Pilgrim's messages in foramina |
The
cult of St Wite/Candida was just one of several hundred, possibly as many as
one thousand, saints’ cults to be found in England from the seventh century
onwards to the early Tudor period of the sixteenth century. It is an
exceptional example of a local cult that would probably have been erased by the
English Reformation which obliterated all others except that of the monarchs’
preferred cult of St Edward the Confessor whose shrine area became the royal
mausoleum from Henry III onwards.9
It was one of several cults
that existed in the south and south-west of England including St Aldhelm
(Malmesbury), St Birinus (Dorchester/Winchester), SS Grimbald, Hedde and Swithun
(Winchester), St Edward the Martyr (Shaftesbury), St Piran (Cornwall), St
Sidwell (Exeter), St Petrock (Bodmin), St Cuthburga (Wimborne), St Edith
(Wilton), St Melor (Amesbury), SS Augustine and Dunstan (Canterbury).
The
Dorset cult shared characteristics with the other cults. Pilgrims came to the
saint’s tomb to seek intercession with God, both by prayer and physically
touching the tomb.
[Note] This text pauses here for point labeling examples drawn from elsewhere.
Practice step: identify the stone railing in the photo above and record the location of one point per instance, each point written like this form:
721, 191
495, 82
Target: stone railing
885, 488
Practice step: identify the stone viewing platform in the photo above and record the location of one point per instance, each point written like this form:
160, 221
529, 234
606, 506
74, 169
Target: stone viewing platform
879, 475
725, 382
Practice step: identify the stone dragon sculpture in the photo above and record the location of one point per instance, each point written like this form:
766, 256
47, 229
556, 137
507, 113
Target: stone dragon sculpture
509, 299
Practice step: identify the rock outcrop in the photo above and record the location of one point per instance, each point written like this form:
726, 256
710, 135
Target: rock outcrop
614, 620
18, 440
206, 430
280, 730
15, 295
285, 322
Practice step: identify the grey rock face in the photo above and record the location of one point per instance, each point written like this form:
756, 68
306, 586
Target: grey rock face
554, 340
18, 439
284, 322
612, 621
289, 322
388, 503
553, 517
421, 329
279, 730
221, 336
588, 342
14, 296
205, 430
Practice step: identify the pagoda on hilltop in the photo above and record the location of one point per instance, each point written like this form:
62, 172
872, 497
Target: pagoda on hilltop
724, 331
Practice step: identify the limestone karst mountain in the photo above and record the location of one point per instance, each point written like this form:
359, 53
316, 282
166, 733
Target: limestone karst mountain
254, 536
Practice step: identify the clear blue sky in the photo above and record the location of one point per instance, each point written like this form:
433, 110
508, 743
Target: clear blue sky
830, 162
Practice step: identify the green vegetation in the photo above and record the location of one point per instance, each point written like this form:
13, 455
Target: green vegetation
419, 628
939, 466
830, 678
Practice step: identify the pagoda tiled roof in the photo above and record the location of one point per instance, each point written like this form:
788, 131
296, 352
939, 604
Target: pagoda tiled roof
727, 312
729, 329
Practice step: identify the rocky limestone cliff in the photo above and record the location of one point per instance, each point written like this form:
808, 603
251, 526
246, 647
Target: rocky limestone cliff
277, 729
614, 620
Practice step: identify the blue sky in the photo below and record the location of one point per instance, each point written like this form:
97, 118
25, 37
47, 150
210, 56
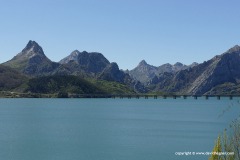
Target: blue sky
125, 31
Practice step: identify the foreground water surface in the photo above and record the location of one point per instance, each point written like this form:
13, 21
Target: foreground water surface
111, 129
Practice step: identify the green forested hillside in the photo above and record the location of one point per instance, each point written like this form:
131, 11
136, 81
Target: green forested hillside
74, 85
10, 79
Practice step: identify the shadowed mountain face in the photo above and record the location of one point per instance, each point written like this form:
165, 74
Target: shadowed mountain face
202, 78
92, 63
219, 75
32, 61
145, 72
10, 78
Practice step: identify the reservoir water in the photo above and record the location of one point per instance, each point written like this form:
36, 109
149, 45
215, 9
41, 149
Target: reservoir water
112, 129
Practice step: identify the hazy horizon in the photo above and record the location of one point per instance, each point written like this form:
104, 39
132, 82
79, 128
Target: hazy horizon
124, 32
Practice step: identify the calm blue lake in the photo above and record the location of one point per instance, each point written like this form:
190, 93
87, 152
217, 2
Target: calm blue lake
111, 129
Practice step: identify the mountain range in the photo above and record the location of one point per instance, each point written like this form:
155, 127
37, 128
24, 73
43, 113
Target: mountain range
219, 75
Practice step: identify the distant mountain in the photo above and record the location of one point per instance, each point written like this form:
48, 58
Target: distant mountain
112, 73
91, 63
10, 79
222, 69
219, 75
32, 61
145, 72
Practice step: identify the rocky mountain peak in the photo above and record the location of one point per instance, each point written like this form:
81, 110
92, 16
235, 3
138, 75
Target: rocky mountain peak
178, 64
142, 63
33, 46
236, 48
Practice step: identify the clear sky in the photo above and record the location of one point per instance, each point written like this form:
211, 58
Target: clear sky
124, 31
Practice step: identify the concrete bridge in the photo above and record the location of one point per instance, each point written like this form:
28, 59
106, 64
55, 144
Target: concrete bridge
147, 96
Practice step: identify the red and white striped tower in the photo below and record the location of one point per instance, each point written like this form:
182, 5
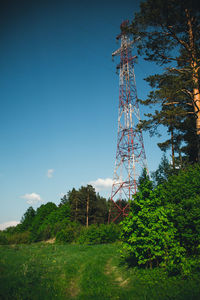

Physical access to the tomb was common, unlike modern times.
Pilgrimage was an important aspect of religious practices as well as being
economically beneficial to the church and its surrounding community.
It is highly probable that the
saint’s feast day of 1 June was included in the regional church calendar of
festivals and commemoration, and that prayers and liturgy had regular reference
to St Whyte/Candida. However, unlike many other saints, there does not appear
to have been any hagiographic Vitae
written. This may be the reason that there are so many stories about who the
saint may have been. Even the gender of Whyte/Candida is still under question,
although it seems highly likely from the evidence of the tomb that the saint
was female.
References
1.
Farmer, David Hugh.
Oxford Dictionary of Saints. Oxford: Oxford University Press, 2011, 447.
2. Ibid.
3. Syer, S. G. The Cathedral of the Vale, revised edition. Bridport: Creeds
the Printers, 2005, 21.
4.
Farmer, op.cit.,
447.
5. Syer,
op. cit., 21
6. Ibid., 5
7. Farmer, op. cit., 447.
8. Syer, op. cit., 21.
9. Tavinor, Michael. Shrines
of the Saints in England and Wales. Norwich: Canterbury Press, 2016, 25.